With total lendable assets hovering at $16 trillion globally, according to market analyst Data Monitor, the securities lending space quietly has grown into a powerhouse -- fueling more trading and helping to increase returns for many investment funds. Major players such as The Bank of New York (BNY) and JPMorgan Chase, however, are becoming acutely attuned to the myriad of complexities involved with what was once perceived to be a hum-drum, relatively riskless business.
Securities lending involves a lender (pension funds, investment managers) that provides capital (securities) to a borrower (hedge funds, broker-dealers) in exchange for collateral. The borrower is required to return the identical securities to the lender at a specified date in the future, in addition to interest or other premium. For lenders, the process is a means to generate additional revenue on assets that otherwise would be sitting idle. Borrowers do this to cover transaction failures or for shorting purposes. Custodian banks, such as the Bank of New York and JPMorgan Chase, often serve as intermediaries within the process, enabling their pension fund clients to offer their assets as loans.
For pension funds and dealers, the growth in the market has been a boon, as the funds are able to generate additional revenues off their assets and the dealers are able to secure lower-cost loans. But as the market has grown at a faster pace than the technology that serves it -- most transactions still are initiated by fax and phone calls -- lenders are becoming more and more concerned with controlling the risks associated with lack of liquidity, poor credit, default by the counterparty and migration of credit ratings, among other risks.
But while automation and technology solutions can help mitigate securities lending risks, they also can provide a false sense of security, according to Brad Bailey, senior analyst, Aite Group. "Technology can be a double-edged sword," he says. "While it allows greater efficiency and more-accurate representation of risks through sophisticated models, players might be inclined to run their operations with insufficient excess capital should there be any type of problem."

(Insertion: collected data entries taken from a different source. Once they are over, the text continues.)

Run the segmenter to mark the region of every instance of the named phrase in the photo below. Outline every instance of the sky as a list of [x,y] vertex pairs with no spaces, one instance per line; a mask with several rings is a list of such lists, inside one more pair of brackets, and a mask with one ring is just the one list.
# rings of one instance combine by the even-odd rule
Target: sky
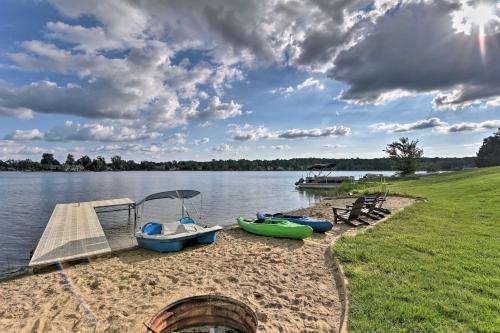
[[500,2],[3,0],[0,159],[474,156]]

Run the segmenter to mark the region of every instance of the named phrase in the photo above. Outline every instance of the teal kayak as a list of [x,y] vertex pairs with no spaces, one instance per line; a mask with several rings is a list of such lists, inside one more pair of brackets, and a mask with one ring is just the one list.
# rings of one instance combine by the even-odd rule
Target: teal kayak
[[243,230],[261,236],[304,239],[313,233],[313,229],[310,226],[287,220],[254,220],[243,217],[238,217],[237,220]]

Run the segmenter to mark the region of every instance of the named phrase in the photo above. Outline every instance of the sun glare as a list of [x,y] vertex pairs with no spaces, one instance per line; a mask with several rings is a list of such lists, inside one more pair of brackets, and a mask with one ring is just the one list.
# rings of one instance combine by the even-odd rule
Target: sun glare
[[464,10],[465,17],[479,27],[488,24],[490,21],[498,20],[495,15],[495,6],[488,4],[479,4],[476,7],[469,7]]
[[[459,30],[466,34],[473,31],[478,32],[479,51],[483,61],[486,59],[487,32],[494,28],[492,24],[500,22],[500,17],[497,16],[497,8],[497,5],[493,3],[484,2],[476,6],[466,5],[456,16],[457,21],[455,23],[458,23],[458,25],[455,25],[455,27],[460,26]],[[498,29],[498,26],[496,28]]]

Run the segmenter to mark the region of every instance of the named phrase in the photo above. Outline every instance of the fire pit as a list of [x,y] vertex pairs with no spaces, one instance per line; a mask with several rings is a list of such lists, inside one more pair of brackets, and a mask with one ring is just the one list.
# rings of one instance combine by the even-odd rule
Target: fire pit
[[145,325],[149,333],[255,333],[257,315],[235,299],[203,295],[167,305]]

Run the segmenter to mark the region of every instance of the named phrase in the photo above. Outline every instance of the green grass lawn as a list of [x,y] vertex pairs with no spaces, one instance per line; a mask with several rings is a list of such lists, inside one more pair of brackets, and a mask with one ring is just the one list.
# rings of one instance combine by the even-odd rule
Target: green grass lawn
[[351,332],[500,332],[500,168],[394,181],[426,198],[334,253]]

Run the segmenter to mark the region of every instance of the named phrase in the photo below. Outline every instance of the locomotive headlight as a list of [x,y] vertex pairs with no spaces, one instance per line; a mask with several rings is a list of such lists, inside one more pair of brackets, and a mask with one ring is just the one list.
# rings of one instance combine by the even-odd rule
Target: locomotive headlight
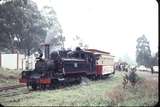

Even the most-advanced technology cannot completely remove all of the risks in the securities lending market -- especially if a counterparty within the lending process defaults on a loan, Bailey stresses. "If we were in a situation where a major counterparty failed, it would be very scary and part of a very large systemic failure within the securities industry," he says. "This is very complicated stuff. The dynamics in the way that people are paid and the myriad number of risks that people need to be aware of are astounding."